Laura Tillman's The Long Shadow of Small Ghosts offers an unforgettable look at the John Allen Rubio murders that happened in Brownsville, Tex., in 2003. Tillman, who focuses on Brownsville as much as the crime itself, picks a few of her favorite nontraditional true crime books.
Many great nonfiction books begin with a crime as their point of departure, and little more. Here are nine examples of master works that use the premise of a crime to explore themes like obsession, loss, ethics, race, and the American landscape.
1. The Orchid Thief by Susan Orlean
This chronicle of obsession began with a New Yorker piece about orchid-poacher John Laroche. The book that followed is a meditation on passion, Florida, and man's relationship with nature. Moving far beyond the initial hook of orchid-theft, Orlean writes, "Sometimes this kind of story turns out to be something more, some glimpse of life that expands like those Japanese paper balls you drop in water and then after a moment they bloom into flowers, and the flower is so marvelous that you can't believe there was a time when all you saw in front of you was a paper ball and a glass of water." She delivers on that promise, bringing readers the treasures she found in Florida's swampland.

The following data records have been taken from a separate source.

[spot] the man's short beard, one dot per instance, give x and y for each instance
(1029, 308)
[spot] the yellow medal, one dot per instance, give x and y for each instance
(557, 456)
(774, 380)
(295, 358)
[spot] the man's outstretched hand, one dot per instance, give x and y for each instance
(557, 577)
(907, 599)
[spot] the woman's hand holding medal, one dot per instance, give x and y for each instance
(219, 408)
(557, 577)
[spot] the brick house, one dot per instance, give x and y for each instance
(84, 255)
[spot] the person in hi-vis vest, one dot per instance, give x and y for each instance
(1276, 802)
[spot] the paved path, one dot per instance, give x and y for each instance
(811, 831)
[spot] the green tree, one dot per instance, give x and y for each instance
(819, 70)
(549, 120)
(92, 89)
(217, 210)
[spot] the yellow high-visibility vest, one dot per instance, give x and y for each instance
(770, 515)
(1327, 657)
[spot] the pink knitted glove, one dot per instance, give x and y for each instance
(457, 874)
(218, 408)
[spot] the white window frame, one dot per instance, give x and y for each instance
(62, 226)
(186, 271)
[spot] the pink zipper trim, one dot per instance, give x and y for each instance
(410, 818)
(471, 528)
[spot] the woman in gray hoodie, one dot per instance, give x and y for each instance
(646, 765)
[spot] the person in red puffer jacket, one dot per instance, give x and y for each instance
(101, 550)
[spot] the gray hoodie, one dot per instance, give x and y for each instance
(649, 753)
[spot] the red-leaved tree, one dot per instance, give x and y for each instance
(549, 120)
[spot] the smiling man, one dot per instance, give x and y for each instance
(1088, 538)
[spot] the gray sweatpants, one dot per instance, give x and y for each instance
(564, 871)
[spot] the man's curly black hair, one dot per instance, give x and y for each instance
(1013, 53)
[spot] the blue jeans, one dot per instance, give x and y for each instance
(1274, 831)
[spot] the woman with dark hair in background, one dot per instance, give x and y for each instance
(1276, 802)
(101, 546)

2. Men We Reaped by Jesmyn Ward
This exquisitely written meditation on race in America recollects the five young men, all black, whom Ward lost to tragedy over the course of a four-year period. As she conjures their memories, Ward also points to the systemic racism tied to each of their deaths. There are crimes of murder and drug use and drunk driving in the book, but its chief villain is the oppression hunting her loved ones down, "picking us off, one by one."
3. Random Family by Adrian Nicole LeBlanc
LeBlanc began what ultimately spanned into an eleven-year project when she started writing about heroin dealer Boy George in the Bronx. As she interviewed his associates, she became captivated by the women in his life, and embarked on what would become an unmatched chronicle of the cycle of poverty in a constellation of families. LeBlanc's immersion was complete, and it comes across in the reporting, which is stunningly detailed and consuming.
4. The Journalist and the Murderer by Janet Malcolm
With its provocative opening sentence, Malcolm begins her tour de force, a critique of reporting itself by a reporter who is engaged in the very act she analyzes: "Every journalist who is not too stupid or too full of himself to notice what is going on knows that what he does is morally indefensible." As she investigates the work of journalist Joe McGinniss and his book Fatal Vision, along with the trial that ensued after its publication, Malcolm delivers a mind-bending look at ethics in reporting that left the profession changed. It's worth noting that McGinniss heavily disputed her account.
5. Between the World and Me by Ta-Nehisi Coates
Published in the midst of an epidemic of police brutality that has rocked the nation, Ta-Nehisi Coates writes this letter to his son--a moving, harrowing essay on race in America that is at once a memoir and a premonition. The crimes that have been committed against black bodies are the book's central subject, and the possibility that his son could number among them its devastating concern.
6. Midnight in the Garden of Good and Evil by John Berendt
A writer moves to Savannah and becomes entangled with its dramas and subplots, the most suspenseful of which is a local murder. Savannah itself--gothic, gorgeous and dripping with intrigue--is the book's main character.
7. The Short and Tragic Life of Robert Peace by Jeff Hobbs
Hobbs was Robert Peace's roommate at their Ivy League college. After his friend died in a drug-related murder, Hobbs meticulously created this biography of his brilliant and charismatic friend, revealing in the process the double life he led. In getting to know Robert Peace, we feel the anguish that compelled Hobbs to begin his project: that a man's life could hold such promise and be destroyed with such purposelessness. In the process the enduring inequalities of our nation come into focus, as both its greatest opportunities and crushing oppression play out in the life of a single man.
8. Homicide by David Simon
In what would become the basis of a TV show and eventually his revered career in television, Simon's first book is immersion journalism at its best. A writer of great skill and verve, Simon captures the voices of the detectives of Baltimore's homicide unit with specificity and humor, and reveals the city through its daily tragedies.
9. In Cold Blood by Truman Capote
While this book fits readily into the true crime genre as its ultimate classic, part of its greatness can be found in the departures Capote makes from the murder of the Clutter family that brought him to Kansas. Capote reaches deeply into the lives of the characters, wisely delaying the crime until we've come to know the town, the killers, and the victims apart from the gritty details that have brought the reporter to the story.